Bumping into random strangers, or running into objects as she desperately fled the pursuit within the dead of night, during the thickest summer storm God could throw at the Bavarian Capital, Rosa Luxemburg’s heart damn near reached its limit.
She was the last of her comrades... Marxist conspirators and revolutionary socialists who, in Bruno’s past life, had been soundly defeated by the patriotic Freikorps during the chaos that followed the great war.
In this life, her fellow revolutionaries had been hunted down and slaughtered like rabid dogs by none other than Colonel Erich von Humboldt. They knew not the identity of the man which had pursued them. But nevertheless he came for them in the day, in the night, in the sun, wind, rain and snow.
It did not matter where they ran or where they hid. Like the shadow of death himself, Erich was lurking ever near, biding his time, and waiting to claim her for their lives. Despite the panic on her face, and the frantic speed with which she sprinted, nobody within Munich seemed to remotely care about the woman’s situation.
And eventually she found herself trapped exactly where Erich wanted her. She had run straight into an alleyway which led exactly to nowhere.

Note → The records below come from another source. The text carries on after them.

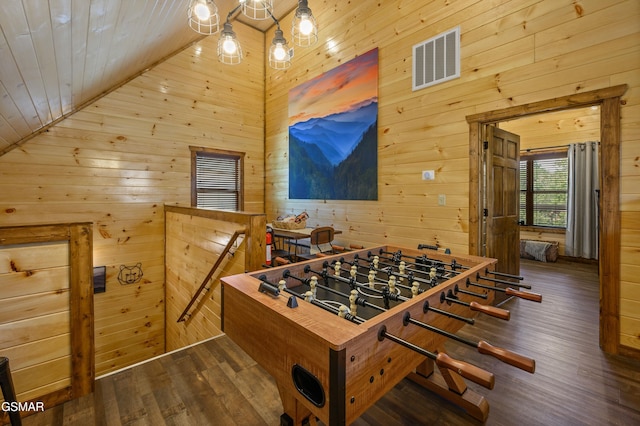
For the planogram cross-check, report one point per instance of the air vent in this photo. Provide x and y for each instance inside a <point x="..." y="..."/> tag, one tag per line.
<point x="437" y="59"/>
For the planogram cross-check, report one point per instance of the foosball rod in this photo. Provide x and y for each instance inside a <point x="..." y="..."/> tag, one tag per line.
<point x="509" y="357"/>
<point x="502" y="274"/>
<point x="426" y="306"/>
<point x="406" y="287"/>
<point x="475" y="306"/>
<point x="359" y="300"/>
<point x="389" y="265"/>
<point x="276" y="291"/>
<point x="361" y="274"/>
<point x="535" y="297"/>
<point x="495" y="280"/>
<point x="390" y="272"/>
<point x="350" y="281"/>
<point x="424" y="258"/>
<point x="466" y="370"/>
<point x="434" y="263"/>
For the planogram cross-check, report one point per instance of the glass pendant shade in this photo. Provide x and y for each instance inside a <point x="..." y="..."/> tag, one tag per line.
<point x="229" y="49"/>
<point x="279" y="52"/>
<point x="203" y="16"/>
<point x="257" y="9"/>
<point x="304" y="30"/>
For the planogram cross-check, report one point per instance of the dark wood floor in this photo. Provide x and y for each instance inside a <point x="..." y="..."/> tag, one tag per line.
<point x="215" y="383"/>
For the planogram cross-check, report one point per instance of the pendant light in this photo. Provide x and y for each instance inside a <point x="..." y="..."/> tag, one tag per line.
<point x="279" y="52"/>
<point x="257" y="9"/>
<point x="204" y="19"/>
<point x="229" y="49"/>
<point x="304" y="30"/>
<point x="203" y="16"/>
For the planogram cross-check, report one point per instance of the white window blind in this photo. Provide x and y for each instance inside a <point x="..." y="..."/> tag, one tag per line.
<point x="218" y="182"/>
<point x="543" y="191"/>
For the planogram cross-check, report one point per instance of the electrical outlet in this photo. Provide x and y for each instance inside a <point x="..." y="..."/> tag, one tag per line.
<point x="428" y="175"/>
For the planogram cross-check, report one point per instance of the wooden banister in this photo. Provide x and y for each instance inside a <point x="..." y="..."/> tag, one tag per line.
<point x="225" y="251"/>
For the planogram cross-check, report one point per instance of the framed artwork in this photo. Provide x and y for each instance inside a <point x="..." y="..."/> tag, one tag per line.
<point x="333" y="133"/>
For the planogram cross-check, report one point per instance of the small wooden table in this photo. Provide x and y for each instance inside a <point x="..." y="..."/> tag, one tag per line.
<point x="290" y="237"/>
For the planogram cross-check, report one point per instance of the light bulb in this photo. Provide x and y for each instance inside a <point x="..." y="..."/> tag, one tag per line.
<point x="306" y="26"/>
<point x="202" y="11"/>
<point x="279" y="53"/>
<point x="229" y="46"/>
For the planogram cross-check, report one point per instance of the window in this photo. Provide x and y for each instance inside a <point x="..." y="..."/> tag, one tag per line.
<point x="216" y="179"/>
<point x="543" y="189"/>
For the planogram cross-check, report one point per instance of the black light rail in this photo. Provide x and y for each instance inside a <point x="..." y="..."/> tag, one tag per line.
<point x="385" y="294"/>
<point x="426" y="307"/>
<point x="440" y="268"/>
<point x="379" y="280"/>
<point x="424" y="260"/>
<point x="466" y="370"/>
<point x="509" y="357"/>
<point x="470" y="293"/>
<point x="502" y="274"/>
<point x="475" y="306"/>
<point x="389" y="271"/>
<point x="360" y="301"/>
<point x="275" y="292"/>
<point x="535" y="297"/>
<point x="495" y="280"/>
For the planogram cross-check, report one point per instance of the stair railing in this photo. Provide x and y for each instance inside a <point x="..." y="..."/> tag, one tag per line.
<point x="225" y="251"/>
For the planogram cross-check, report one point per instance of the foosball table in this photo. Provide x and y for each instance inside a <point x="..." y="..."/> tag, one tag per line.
<point x="339" y="332"/>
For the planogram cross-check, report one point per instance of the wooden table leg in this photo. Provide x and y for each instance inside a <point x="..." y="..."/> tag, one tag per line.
<point x="451" y="386"/>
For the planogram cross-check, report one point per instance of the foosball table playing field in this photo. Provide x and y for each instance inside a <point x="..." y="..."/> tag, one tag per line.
<point x="339" y="332"/>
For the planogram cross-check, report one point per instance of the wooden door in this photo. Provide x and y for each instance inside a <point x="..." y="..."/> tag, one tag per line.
<point x="502" y="195"/>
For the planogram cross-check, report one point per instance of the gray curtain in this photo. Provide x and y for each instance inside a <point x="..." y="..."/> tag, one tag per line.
<point x="582" y="203"/>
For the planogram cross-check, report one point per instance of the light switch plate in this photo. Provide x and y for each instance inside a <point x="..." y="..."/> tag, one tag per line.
<point x="428" y="175"/>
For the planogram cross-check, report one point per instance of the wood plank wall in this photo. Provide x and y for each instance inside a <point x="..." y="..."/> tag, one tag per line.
<point x="552" y="129"/>
<point x="46" y="311"/>
<point x="195" y="239"/>
<point x="119" y="160"/>
<point x="513" y="52"/>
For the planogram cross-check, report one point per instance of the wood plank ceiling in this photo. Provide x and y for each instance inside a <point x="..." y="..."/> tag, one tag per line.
<point x="57" y="56"/>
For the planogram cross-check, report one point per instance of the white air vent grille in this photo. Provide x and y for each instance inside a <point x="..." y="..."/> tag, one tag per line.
<point x="437" y="59"/>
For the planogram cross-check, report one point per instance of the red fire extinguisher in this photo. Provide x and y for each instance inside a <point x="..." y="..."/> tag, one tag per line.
<point x="269" y="241"/>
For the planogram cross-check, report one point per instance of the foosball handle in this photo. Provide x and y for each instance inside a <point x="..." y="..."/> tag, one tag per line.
<point x="466" y="370"/>
<point x="535" y="297"/>
<point x="512" y="358"/>
<point x="490" y="310"/>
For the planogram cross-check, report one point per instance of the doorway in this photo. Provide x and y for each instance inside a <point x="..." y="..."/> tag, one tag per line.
<point x="609" y="264"/>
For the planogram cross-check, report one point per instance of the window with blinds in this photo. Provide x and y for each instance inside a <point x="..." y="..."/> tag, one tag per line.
<point x="216" y="180"/>
<point x="543" y="189"/>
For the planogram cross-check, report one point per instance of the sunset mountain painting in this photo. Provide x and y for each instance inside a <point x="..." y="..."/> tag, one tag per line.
<point x="333" y="137"/>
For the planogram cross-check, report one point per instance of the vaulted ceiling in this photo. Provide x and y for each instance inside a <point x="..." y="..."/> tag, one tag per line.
<point x="57" y="56"/>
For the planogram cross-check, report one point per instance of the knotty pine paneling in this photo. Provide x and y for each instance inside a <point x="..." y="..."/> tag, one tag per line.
<point x="512" y="53"/>
<point x="118" y="161"/>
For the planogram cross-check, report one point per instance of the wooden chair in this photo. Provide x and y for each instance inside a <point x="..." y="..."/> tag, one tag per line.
<point x="322" y="239"/>
<point x="275" y="250"/>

And when she realized this the woman cursed out in her native tongue, before turning around to see that Erich, despite the measure pace of his stride was standing right in front of her.
He wore a long, black leather German trench coat, concealing his more formal attire. It was not a military uniform which Erich wore, but a black fitted three piece suit beneath his coat whose pocket he reached into as he pulled out a list of names, which was shielded from the torrential downpour of the heavens by the jet black umbrella he held within his hands.
The tone in his voice was callous, as he looked at the last name on a long list of those which had been crossed out prior to this moment. And after confirming the woman he was looking at was indeed his target, a sadistic smirk formed on the man’s face, along with a devilish glint in his blue eyes.
"Rosa Luxemburg, found member and one of the current leaders of the Spartacus League... Or should I say former leader. Well Rosa, you should know by now what the silence on the other end of your radio means.
They’re all dead... Karl Liebknecht, Clara Zetkin, and all the others of your filthy kind that have sought to ruin the fatherland and its victory in this Great War... It has been quite the effort, and has no doubt cost the lives of hundreds, if not thousands of your fellow conspirators. But here and now it ends with you...
Do you have any last words? Because now would be the time to speak them..."
Rosa Luxemburg took a defiant stance, almost as if she were in a scene from the cinemas, preparing her "heroic" last words that would live in infamy throughout history as a testimony to her resilience and resistance in the face of the death.